Bogota suspend talks with FARC after general’s abduction

Colombia has suspended peace negotiations with the leftist rebels of the Revolutionary Armed Forces of Colombia (FARC), as the army investigates the kidnapping of a general.
News ID: 61543
Publish Date: 17November 2014 - 16:00

Bogota suspend talks with FARC after general’s abduction

~“Negotiations with #FARC are suspended until the facts of the kidnapping of general (Ruben) Alzate are clarified,” the Ministry of Defense said in a tweet, citing Colombian President Juan Manuel Santos on Sunday.

Alzate and two civilians were taken hostage on Sunday while traveling along a remote river in western Colombia. A fourth soldier who succeeded in escaping said that the captors were members of the 34th front of FARC.

President Santos ordered Defense Minister Juan Carlos Pinzon to travel to the Choco department town of Quibdo to oversee a probe into the abduction of Alzate.

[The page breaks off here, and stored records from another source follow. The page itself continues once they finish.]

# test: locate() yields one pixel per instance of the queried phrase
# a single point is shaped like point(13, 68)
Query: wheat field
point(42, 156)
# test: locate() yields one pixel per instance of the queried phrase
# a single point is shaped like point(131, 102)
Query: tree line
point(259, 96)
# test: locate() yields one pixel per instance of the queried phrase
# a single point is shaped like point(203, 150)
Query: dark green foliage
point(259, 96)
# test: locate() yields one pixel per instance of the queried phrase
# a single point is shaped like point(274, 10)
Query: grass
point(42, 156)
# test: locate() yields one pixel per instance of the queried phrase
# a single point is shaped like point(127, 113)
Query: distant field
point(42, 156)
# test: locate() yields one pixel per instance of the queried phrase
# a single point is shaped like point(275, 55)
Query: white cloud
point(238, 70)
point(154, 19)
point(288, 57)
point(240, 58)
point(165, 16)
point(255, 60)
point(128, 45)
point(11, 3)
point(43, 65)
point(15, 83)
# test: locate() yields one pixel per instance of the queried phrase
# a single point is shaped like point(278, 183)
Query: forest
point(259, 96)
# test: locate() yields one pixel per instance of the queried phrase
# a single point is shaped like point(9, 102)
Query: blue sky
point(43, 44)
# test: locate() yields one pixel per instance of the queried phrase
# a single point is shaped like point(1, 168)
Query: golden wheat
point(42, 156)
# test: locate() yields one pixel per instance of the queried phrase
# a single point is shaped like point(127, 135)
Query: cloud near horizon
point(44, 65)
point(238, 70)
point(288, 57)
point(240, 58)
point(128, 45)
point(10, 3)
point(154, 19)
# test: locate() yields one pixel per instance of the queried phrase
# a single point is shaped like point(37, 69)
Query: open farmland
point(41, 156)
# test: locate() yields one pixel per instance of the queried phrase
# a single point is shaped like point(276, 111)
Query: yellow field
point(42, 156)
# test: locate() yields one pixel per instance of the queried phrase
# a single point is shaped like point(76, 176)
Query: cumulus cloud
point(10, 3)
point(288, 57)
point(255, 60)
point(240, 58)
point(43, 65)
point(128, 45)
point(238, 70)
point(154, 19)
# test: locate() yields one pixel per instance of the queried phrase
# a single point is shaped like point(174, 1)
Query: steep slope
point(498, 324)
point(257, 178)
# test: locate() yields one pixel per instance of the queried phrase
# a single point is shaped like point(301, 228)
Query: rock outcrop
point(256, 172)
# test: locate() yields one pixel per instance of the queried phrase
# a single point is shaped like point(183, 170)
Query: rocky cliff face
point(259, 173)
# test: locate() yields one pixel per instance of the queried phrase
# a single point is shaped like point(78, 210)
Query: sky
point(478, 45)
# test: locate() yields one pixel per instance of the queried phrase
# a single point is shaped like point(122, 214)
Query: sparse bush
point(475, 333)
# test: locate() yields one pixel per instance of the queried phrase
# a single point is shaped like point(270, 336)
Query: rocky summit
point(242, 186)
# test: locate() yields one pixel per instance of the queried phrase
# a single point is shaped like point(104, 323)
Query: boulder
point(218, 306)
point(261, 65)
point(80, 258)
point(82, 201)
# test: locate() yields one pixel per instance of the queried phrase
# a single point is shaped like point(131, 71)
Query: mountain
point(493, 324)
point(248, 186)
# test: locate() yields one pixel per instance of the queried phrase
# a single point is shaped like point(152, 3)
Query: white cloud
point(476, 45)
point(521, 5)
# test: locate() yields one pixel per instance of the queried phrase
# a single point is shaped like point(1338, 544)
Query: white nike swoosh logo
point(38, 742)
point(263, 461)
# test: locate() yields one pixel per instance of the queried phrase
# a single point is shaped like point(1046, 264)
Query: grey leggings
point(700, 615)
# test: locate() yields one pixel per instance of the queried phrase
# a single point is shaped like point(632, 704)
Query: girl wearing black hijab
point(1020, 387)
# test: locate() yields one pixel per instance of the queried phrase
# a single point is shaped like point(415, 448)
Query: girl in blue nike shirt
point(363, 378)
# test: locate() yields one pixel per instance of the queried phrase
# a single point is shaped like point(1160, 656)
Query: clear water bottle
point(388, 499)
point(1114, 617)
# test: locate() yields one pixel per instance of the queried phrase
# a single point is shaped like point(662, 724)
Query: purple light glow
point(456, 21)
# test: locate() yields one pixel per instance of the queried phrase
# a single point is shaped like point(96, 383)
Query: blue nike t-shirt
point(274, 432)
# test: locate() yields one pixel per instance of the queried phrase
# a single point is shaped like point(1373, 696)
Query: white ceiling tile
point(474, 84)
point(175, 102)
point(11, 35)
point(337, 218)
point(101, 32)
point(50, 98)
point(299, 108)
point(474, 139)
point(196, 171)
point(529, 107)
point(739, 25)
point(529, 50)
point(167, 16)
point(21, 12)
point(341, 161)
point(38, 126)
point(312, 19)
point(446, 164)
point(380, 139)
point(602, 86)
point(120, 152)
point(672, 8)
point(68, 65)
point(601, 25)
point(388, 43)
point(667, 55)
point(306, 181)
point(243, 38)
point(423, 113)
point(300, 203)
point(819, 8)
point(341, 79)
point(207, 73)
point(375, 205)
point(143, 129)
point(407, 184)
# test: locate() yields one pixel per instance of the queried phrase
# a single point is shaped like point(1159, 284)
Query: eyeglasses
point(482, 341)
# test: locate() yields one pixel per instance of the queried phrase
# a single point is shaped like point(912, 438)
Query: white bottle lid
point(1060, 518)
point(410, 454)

“We demand that his captors (all signs point to the FARC) set him free as soon as possible, and safe and sound,” Santos said in a message posted on Twitter.

Pinzon also said late Sunday that when a kidnapping takes place, “the only ones responsible are the kidnappers, in this case the FARC terrorists.” He added that the International Red Cross has been contacted in an attempt to help the release of the captives.

The peace talks between the Colombian government and the rebels had started in November 2012. There had not been a bilateral truce during the negotiations.

The rebels vowed to stop abducting civilians for ransom in 2012. However, they reserved the right to take police and soldiers captive as prisoners of war.

The FARC is Latin America’s oldest insurgent group and has been fighting the government since 1964. The rebel organization is thought to have around 8,000 fighters operating across a large swathe of the eastern jungles of the Andean country.